LAWS(RAJ)-1973-8-15

DALPAT RAI Vs. MANOHAR LAL AND SONS

Decided On August 28, 1973
DALPAT RAI Appellant
V/S
Manohar Lal And Sons Respondents

JUDGEMENT

(1.) THIS is a revision application by one of the defendants against the judgment and decree by the Additional Civil Judge. Jodhpur dated 21 -10 -1970 whereby the learned Judge upheld the judgment and decree of the trial court awarding Rs. 540/ - to the plaintiff on account of hire charges of a sewing machine. The relevant facts are these: The plaintiff -non -petitioner No. 1 M/s Manoharlal & Sons entered into an agreement described as one of Hire -purchase, with Prakash Chand non -petitioner No 2 as principal party and the petitioner Dalpat Raj and the non -petitioner No. 3 Kushal Raj as guarantors, according to which the plaintiff agreed to let to Prakash Chand (who will hereinafter be described as the hirer) a sewing machine valued at Rs. 225/ -. The hirer agreed to pay the plaintiff (who has been described as owner in the agreement) Rs. 15/ - every month in advance as rent. The agreement is dated 7 -10 -1960. The guarantors gave guarantee for the due performance and observance by the hirer of the terms and conditions of the agreement and to pay all or any sums of money which may be payable to the owner by the hirer. The plaintiff's case is that the hirer paid monthly hire charges at the rate of Rs. 157 - for 9 months upto 6 -7 -1961 i.e. Rs. 135/ - in all and thereafter ceased paying the same. Consequently, he filed the present suit in the Court of Munsiff City, Jodthpur against all the three defendants, namely, the hirer and the two guarantors for recovery of Rs. 540/ - being the hire charges for 36 months only which were within limitation and gave up the rest of the amount. The petitioner Prakash Chand alone filed written statement and the suit against the other two defendants proceeded ex parte. Prakash Chand pleaded inter alia that the sewing machine was, as a matter of fact, sold to the defendant No, 1 and its price was agreed to be paid by instalments of Rs. 15/ - per month. He repudiated the plaintiff's case of hiring out the machine to the defen -dent No. 1. Certain other pleas were also taken but I need not mention them as the only point which has been canvassed before me and which survives for decision is whether the transaction between the parties was one of sale or a hire, and purchase agreement

(2.) AFTER recording the evidence produced by the parties the trial court came to the conclusion that the defendant No. 1 had hired the machine from the plaintiff by the agreement D/ - 7 -10 -1960 marked Ex. 3 on a monthly hire of Rs. 15/ - only.
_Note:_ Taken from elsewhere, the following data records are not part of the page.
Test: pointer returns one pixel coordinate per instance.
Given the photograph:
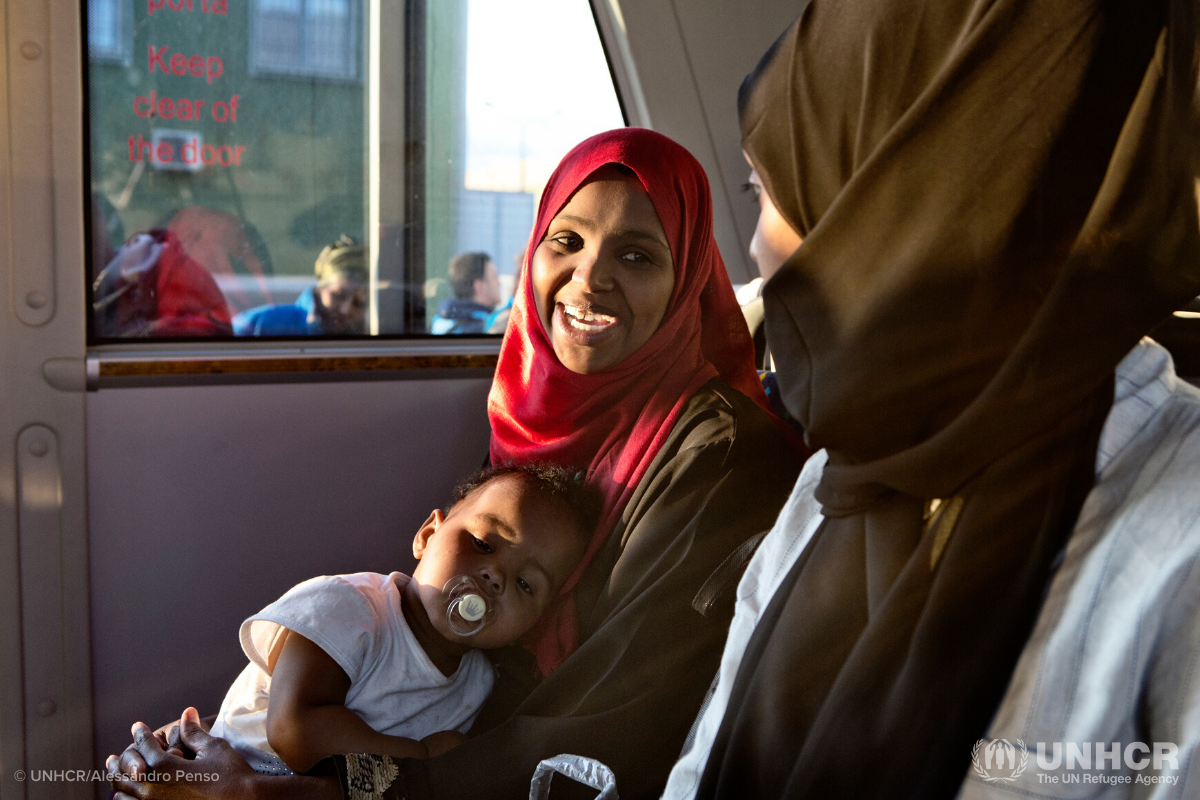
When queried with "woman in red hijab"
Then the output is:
(627, 355)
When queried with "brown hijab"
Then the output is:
(997, 200)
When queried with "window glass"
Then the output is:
(294, 168)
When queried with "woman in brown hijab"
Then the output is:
(996, 202)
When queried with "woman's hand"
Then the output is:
(168, 735)
(216, 773)
(216, 770)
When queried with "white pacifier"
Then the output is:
(468, 609)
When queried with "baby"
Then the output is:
(391, 665)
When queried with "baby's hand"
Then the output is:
(443, 740)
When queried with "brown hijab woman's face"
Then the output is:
(774, 240)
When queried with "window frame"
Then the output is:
(123, 54)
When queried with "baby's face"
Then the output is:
(517, 545)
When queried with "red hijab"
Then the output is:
(615, 421)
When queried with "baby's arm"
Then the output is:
(306, 719)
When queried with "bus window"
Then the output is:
(337, 168)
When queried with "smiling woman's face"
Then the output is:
(603, 275)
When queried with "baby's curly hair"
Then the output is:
(565, 486)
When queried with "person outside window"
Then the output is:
(336, 305)
(477, 293)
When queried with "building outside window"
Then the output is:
(312, 38)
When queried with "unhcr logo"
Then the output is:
(1000, 761)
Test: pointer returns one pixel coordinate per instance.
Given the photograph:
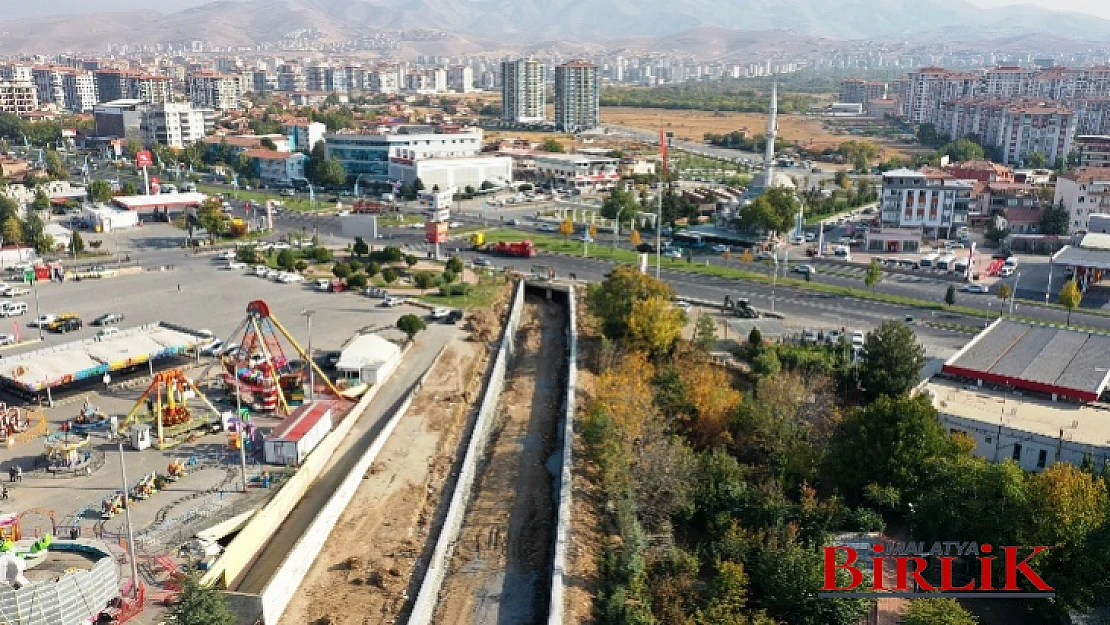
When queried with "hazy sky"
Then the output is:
(1100, 8)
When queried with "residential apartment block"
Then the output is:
(18, 98)
(523, 91)
(1083, 191)
(217, 90)
(929, 199)
(577, 97)
(856, 91)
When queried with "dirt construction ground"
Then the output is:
(500, 572)
(364, 571)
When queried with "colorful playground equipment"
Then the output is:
(259, 372)
(167, 405)
(67, 452)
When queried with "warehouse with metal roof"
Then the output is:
(1060, 362)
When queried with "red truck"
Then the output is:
(522, 249)
(369, 207)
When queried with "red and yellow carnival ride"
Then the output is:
(165, 405)
(259, 371)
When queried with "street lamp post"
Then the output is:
(312, 371)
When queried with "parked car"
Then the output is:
(975, 289)
(108, 319)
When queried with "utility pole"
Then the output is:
(127, 516)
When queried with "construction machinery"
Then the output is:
(259, 374)
(165, 401)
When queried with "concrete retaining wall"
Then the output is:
(564, 485)
(236, 558)
(292, 571)
(424, 608)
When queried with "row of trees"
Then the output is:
(739, 479)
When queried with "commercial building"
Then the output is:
(523, 91)
(367, 359)
(579, 171)
(1083, 192)
(1025, 392)
(303, 134)
(120, 119)
(856, 91)
(214, 90)
(177, 124)
(18, 98)
(928, 199)
(275, 168)
(371, 154)
(453, 172)
(577, 97)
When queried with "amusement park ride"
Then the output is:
(259, 372)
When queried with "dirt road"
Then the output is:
(363, 573)
(500, 573)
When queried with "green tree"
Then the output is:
(200, 605)
(424, 280)
(705, 333)
(874, 273)
(99, 191)
(12, 231)
(77, 244)
(900, 437)
(1036, 160)
(41, 202)
(54, 165)
(937, 611)
(962, 150)
(774, 210)
(552, 145)
(892, 360)
(360, 248)
(411, 325)
(286, 260)
(455, 265)
(1070, 296)
(356, 281)
(1055, 220)
(612, 300)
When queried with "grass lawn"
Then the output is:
(261, 197)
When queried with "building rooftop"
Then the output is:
(1037, 358)
(1081, 423)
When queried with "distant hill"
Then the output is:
(735, 24)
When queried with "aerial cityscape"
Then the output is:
(521, 312)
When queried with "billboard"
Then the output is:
(435, 231)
In this view of the matter he decreed the plaintiff's suit as prayed. The learned Additional Civil Judge, Jodhpur on appeal by the defendant. No. 1 Dalpat Raj came to the conclusion that the agreement Ex. -3 was a sale but since there was a condition incorporated in it that if the hirer failed to pay rent regularly in advance, the whole transaction would be treated as one of hire without any option to purchase, the plaintiff was entitled to maintain the claim for recovery of the hire charges and in this view of the matter he upheld the judgment and decree of the trial court.

(3.) ON the other hand learned counsel for the non -petitioner -plaintiff has urged that the interpretation put by the lower appellate court on the agreement Ex. -3 may be right or wrong or may not be in accordance with law, but it had jurisdiction to make the order which it did and, therefore, this court, has no jurisdiction under Section 115 C. P. C. to interfere with the judgment and decree of the learned Additional Civil Judge. In support of his contention he has relied upon D L. F Housing etc Co. v. Sarup Singh AIR 1971 SC 2324 and Hindustan Aeronautics v. Ajit Prasad. AIR 1973 SC 76, On the merits of the case his contention is that the transaction in question as evidenced by the agreement Ex. -3 is not a sale but one of hire purchase. For this point he has relied upon K. Narayan V. Laxmi Narasimmam AIR 1955 Hyd 104 (FB).